Calculus of Constructions
The “highest corner” of the lambda cube is called the calculus of constructions. Pierce’s TAPL is a decent introduction to it.
Instead of merely “encoding” a logic (as a logical framework does), the calculus of constructions handles a “deep embedding” of logics.
As for implementing a theorem prover based on it, a good paper:
- A. Asperti, W. Ricciotti, C. Sacerdoti Coen, E. Tassi, A compact kernel for the calculus of inductive constructions, 73 pages.
The famous theorem prover based on the Calculus of Constructions is, of course, Coq. For its foundations and usage, see:
- Pierre Castéran and Yves Bertot, Interactive Theorem Proving and Program Development: Coq’Art: The Calculus of Inductive Constructions. Springer, 2004.
Homotopy Type Theory (briefly)
This is the new kid on the block, invented some time around 2006 (though its origins can be dated back to the days of yore, i.e., 1998). Initially HoTT (as Homotopy Type Theory is called) used Coq as its preferred theorem prover, then Lean took over.
The theory underpinning HoTT is rather complicated. The simplest
version: when we have an equality t=u
, we have a proposition. The
Curry-Howard correspondence encodes this as a type. HoTT replaces this
equality with a slightly weaker equivalence relation. As far as I can
tell, a type is viewed as a topological space, and the weaker
equivalence relation is encoded as a claim of homotopic equivalence.
There are still some difficulties with HoTT, and despite the hype I’m not certain it’s the panacea its advocates claim. (The difficulties surrounding HoTT have to do with models of it, cubical set theory, which I’m certain will be ironed out in the coming years.) I’ve yet to see any paper discuss explicitly how HoTT simplifies theorem prover implementations, or is a boon. There is a vast literature on HoTT, so I can’t say such a paper doesn’t exist: I just haven’t found it yet.

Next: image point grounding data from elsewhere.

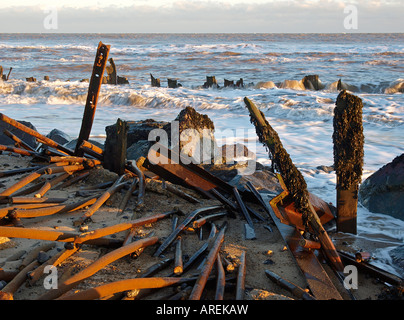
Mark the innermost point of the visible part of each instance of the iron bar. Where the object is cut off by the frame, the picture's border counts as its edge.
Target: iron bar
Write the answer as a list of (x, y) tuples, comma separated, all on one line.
[(203, 277), (97, 265), (182, 226)]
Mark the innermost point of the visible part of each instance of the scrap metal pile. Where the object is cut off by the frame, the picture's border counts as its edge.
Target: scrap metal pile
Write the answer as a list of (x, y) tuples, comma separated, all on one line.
[(198, 272)]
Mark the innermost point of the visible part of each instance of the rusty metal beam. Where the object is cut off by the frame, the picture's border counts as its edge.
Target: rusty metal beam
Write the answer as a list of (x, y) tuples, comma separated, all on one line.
[(175, 168), (291, 287), (122, 285), (35, 134), (97, 265), (17, 141), (211, 258), (221, 279), (118, 184), (182, 226), (240, 287)]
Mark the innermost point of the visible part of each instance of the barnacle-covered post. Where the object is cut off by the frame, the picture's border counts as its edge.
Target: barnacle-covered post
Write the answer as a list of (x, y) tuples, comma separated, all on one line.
[(92, 95), (293, 180), (348, 141)]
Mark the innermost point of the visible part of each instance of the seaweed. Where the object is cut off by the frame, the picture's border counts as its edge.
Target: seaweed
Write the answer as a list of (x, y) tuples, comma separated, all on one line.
[(348, 140)]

The best single book (and the only book) on the topic of HoTT seems to be the HoTT book. It’s best if you are familiar with the Calculus of Constructions before reading this book.
Higher Order Logic
The third family of foundations of mathematics, higher order logic, may
be thought of in terms of type theory (second-order lambda calculus with
base types prop
and indiv
for propositions and non-logical
constants, a predicate is then a term of type indiv -> prop
or more
generally a -> prop
for any type a
, a quantifier is a term of type
(a -> prop) -> prop
eating in a predicate and producing a proposition).

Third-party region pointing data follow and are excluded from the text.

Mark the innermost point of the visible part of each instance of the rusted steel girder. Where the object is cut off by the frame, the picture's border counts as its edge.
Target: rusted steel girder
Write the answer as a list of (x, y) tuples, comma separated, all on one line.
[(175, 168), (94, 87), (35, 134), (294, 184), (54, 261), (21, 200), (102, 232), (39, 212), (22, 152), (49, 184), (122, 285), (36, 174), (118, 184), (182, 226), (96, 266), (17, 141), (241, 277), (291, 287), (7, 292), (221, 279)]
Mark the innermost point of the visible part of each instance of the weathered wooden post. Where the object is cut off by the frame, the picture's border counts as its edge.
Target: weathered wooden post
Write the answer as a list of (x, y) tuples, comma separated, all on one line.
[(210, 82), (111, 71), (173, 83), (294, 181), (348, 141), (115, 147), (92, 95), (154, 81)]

An introduction to second-order logic:
- Steward Shapiro, Foundations without Foundationalism: A Case for Second-order Logic. Oxford University Press, 1991.

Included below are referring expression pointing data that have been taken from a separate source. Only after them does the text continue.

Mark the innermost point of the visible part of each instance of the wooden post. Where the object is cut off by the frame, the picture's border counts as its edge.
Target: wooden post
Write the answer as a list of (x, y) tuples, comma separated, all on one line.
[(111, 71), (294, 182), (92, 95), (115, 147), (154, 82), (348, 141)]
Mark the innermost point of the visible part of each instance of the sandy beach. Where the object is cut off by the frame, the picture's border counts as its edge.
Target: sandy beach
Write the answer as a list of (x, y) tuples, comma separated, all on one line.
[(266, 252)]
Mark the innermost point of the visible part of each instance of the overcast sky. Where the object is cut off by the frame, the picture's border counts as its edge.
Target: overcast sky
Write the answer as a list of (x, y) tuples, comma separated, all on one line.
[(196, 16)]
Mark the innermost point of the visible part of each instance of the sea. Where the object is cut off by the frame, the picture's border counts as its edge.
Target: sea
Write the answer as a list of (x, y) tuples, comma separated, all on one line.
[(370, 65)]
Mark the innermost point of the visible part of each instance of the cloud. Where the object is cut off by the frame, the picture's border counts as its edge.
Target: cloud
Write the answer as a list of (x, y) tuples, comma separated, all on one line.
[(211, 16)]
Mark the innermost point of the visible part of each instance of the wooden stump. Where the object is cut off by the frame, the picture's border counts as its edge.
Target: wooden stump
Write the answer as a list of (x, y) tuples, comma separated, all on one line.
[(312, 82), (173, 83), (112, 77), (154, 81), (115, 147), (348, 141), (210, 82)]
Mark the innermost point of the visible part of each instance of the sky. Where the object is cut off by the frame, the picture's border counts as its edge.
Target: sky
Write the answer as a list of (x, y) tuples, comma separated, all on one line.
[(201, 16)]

It’s rather eye-opening how mathematicians implicitly work in some fragment of second-order logic, and Shapiro provides several damning examples.
Another presentation of higher-order logic from the category theory perspective may be found in:
- J. Lambek, PJ Scott, Introduction to Higher-Order Categorical Logic. Cambridge University Press, 1989.
HOL Light is based on a slight variant of this presentation. John Harrison has put a lot of his publications online, and a good chunk are related to his HOL Light prover.
As far as implementation, there is the classic (but out-of-print and horribly expensive) book:
- MJC Gordon and TF Melham (eds.), Introduction to HOL: A Theorem Proving Environment for Higher Order Logic. Cambridge University Press, 1993.
Some of it has been revised and maintained for current HOL implementations as the HOL Documentation.